I know,' replied the prisoner, that the Duke has given me up into your power, but I shall not be your property long, and I despise all your threats.'

And what do you think that I shall do to you?' asked the Count. "Why, nothing else than avenge yourself,' said the Turk proudly. 'No, Hawsa,' said the noble hero with a smile, 'I shall not avenge myself upon you, but I shall give you your freedom, without any ransom and without any condition.'

Astonished, amazed, like one in a dream, the prisoner gazed long and fixedly at his magnanimous enemy. At last he exclaimed,'No, that is not possible! you are deceiving me; for no man is capable of such generosity.'

Then Peter von Szapary replied, 'You may be right, Hawsa; and certainly you have not deserved to receive your freedom from my hand. But we Christians have a Saviour and a Redeemer, who has enjoined us, "Love your enemies; bless them which curse you, do good to those who hate you, and pray for those who despitefully use you and persecute you, that ye may be the children of your Father which is in Heaven." We Christians have a Saviour, Who, as He was dying on the cross, prayed for His murderers and enemies, "Father, forgive them; for they know not what they do." My humble desire is to be His faithful disciple and follower, therefore I act towards you as He has commanded me, and God is my witness that I will honourably and faithfully keep my word and promise.
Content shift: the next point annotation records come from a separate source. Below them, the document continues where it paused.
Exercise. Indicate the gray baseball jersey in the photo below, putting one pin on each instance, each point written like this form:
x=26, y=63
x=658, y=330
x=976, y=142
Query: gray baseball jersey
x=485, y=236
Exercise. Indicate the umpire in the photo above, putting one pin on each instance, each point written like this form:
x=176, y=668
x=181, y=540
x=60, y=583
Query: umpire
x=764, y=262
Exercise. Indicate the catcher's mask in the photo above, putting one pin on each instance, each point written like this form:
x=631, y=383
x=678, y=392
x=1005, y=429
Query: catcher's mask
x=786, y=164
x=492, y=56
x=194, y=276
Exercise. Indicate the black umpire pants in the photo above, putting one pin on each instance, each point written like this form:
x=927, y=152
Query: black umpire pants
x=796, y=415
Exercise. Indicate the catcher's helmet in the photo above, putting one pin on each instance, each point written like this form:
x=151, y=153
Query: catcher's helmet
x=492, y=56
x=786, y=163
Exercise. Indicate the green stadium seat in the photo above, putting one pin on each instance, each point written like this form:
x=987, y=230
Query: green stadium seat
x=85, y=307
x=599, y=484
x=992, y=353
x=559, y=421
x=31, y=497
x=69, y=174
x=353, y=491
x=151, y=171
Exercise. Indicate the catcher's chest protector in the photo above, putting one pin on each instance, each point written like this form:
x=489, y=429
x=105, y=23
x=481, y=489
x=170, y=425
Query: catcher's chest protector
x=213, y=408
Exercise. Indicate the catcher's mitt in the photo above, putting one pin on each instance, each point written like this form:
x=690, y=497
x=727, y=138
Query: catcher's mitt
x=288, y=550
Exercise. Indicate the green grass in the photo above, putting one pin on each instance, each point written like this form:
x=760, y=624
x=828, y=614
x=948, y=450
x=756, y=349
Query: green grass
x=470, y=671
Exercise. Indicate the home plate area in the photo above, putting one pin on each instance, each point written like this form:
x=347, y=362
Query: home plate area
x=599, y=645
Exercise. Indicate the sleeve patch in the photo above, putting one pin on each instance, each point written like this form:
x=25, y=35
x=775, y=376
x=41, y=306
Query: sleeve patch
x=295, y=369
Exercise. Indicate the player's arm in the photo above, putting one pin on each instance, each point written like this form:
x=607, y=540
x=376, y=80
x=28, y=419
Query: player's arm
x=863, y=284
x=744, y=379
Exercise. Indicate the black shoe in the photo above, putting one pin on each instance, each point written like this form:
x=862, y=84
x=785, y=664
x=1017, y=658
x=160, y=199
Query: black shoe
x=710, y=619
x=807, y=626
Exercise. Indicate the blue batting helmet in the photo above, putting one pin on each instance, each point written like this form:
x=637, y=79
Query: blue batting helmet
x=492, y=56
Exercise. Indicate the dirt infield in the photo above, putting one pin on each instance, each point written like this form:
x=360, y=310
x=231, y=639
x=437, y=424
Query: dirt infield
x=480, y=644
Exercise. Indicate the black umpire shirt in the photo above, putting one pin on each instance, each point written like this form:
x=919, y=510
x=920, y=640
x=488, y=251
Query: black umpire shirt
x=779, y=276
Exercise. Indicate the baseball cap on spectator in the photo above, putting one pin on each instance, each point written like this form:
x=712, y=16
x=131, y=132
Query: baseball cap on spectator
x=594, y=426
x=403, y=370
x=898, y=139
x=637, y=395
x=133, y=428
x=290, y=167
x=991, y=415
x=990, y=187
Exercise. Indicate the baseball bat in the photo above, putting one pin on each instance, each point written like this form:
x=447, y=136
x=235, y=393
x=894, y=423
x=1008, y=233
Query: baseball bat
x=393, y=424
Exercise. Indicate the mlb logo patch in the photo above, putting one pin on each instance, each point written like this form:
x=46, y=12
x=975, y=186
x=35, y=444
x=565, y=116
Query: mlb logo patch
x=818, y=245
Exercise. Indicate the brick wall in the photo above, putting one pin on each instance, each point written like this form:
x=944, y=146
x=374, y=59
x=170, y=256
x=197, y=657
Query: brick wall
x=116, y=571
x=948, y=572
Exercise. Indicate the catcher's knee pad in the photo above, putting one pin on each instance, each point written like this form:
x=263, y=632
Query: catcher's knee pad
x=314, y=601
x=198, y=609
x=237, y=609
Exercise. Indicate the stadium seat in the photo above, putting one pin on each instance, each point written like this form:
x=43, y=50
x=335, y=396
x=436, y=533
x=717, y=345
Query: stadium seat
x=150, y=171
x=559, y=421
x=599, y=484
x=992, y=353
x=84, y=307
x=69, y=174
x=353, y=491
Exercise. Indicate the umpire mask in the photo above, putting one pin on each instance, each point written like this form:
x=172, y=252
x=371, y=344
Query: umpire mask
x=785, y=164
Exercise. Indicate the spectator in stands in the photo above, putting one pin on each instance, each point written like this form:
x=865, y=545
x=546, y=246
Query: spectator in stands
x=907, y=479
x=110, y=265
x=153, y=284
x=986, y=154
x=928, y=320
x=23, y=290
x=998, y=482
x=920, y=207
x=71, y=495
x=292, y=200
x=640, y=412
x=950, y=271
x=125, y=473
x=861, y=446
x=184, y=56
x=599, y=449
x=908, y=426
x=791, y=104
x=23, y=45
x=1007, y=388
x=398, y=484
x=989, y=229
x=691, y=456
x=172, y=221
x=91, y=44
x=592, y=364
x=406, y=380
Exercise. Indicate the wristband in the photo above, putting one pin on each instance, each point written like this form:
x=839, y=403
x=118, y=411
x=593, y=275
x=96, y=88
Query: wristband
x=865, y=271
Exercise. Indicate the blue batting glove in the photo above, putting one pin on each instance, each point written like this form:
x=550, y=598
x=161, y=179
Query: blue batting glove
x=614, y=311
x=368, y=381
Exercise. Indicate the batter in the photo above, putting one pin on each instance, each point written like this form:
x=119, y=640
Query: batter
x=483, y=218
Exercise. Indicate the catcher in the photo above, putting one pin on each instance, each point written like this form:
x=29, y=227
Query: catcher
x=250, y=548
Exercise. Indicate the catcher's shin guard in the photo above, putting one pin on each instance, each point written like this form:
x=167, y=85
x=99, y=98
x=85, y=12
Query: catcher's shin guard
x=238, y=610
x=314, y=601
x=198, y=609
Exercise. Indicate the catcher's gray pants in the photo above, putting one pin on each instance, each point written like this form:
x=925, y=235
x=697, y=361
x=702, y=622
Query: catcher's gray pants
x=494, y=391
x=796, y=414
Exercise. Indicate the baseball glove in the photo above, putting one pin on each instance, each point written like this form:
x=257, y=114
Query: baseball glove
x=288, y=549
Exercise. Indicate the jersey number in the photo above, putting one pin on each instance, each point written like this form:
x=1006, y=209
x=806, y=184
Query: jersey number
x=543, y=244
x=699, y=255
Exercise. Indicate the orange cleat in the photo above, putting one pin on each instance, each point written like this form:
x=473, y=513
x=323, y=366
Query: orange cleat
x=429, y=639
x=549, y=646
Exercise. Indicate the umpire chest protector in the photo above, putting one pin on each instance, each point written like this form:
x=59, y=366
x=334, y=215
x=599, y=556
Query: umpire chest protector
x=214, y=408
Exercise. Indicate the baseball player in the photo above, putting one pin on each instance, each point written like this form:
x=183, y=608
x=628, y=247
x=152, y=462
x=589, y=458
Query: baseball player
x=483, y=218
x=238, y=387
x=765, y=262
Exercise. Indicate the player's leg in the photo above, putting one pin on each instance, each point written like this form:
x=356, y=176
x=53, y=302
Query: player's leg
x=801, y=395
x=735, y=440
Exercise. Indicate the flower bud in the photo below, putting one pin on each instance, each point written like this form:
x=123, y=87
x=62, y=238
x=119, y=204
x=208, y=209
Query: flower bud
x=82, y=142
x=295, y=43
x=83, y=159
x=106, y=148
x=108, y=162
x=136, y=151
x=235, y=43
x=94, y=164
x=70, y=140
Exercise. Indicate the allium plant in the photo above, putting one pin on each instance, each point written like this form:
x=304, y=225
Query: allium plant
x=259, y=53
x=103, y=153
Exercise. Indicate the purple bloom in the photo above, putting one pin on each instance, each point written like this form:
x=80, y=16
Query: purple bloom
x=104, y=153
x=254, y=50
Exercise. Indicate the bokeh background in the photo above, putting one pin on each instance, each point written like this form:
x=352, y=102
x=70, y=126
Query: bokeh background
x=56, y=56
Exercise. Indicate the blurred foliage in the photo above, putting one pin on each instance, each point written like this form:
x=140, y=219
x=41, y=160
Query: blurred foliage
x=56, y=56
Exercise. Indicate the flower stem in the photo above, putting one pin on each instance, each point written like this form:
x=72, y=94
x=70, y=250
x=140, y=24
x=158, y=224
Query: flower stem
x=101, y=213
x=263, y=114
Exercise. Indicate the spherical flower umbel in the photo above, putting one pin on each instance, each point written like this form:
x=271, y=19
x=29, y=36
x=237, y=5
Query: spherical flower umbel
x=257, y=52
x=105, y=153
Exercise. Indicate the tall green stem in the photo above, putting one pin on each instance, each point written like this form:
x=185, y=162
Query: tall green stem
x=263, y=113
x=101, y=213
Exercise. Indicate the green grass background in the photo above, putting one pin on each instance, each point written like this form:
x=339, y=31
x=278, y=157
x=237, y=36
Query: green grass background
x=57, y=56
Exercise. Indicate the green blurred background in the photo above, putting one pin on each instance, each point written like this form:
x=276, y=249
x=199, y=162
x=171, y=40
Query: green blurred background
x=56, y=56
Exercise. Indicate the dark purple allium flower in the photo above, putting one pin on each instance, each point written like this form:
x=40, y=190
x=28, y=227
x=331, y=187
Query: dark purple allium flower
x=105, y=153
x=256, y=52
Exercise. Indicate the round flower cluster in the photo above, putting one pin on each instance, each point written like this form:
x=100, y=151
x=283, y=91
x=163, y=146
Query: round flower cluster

So take courage, Hawsa; you are free; depart in peace from this prison back to your own country.'

The prisoner then suddenly sprang up, embraced the knees of his generous enemy, and exclaimed with tears,-'Now, for the first time, I am deeply grieved for all my cruelty towards you. Know, however, that I can make no use of your noble kindness and generosity. When that servant, with malicious joy, announced to me that the Duke had given me wholly into your power, as I feared that you would torture me as I had done to you, and kill me at last with every long and refined torment, to avoid these sufferings and this disgrace I took poison, which I always carry about with me. I feel its deadly effects already within me. Forgive me for what I have done in my madness and folly. And now I have but one wish in my heart. Your God and Saviour must be the real one; none but the true God could teach so grand a doctrine or give so noble an example. I desire to be baptized in His name, so that I may die at least as a Christian, and with faith in Him.'

Deep emotion took possession of both friends when they heard these words of the unhappy prisoner; they did all they could to save both the body and soul of the poor man. A physician whom they summoned tried every means of his art, but all was in vain. The priest of the Gospel could only in a few short words proclaim to the dying man its glorious and saving message, that the blood of Jesus Christ the Son of God takes away all sin.'

At the Church Door.-Good Friday.

Hawsa Beg confessed his faith in the Saviour, and was baptized in the Redeemer's name. Both friends were witnesses at this doubly touching and solemn ceremony. Soon after the Turk peacefully breathed his last. But when he was borne to the grave, the noble Peter von Szapary walked as chief mourner behind the coffin of his once so cruel foe. He had learned and practised what God's word says,- Dearly beloved, avenge not yourselves; neither give place unto wrath: for it is written, Vengeance is mine, I will repay, saith the Lord.' If thine enemy hunger, feed him; if he thirst, give him drink for by so doing thou shalt heap coals of fire upon his head.' J. F. C.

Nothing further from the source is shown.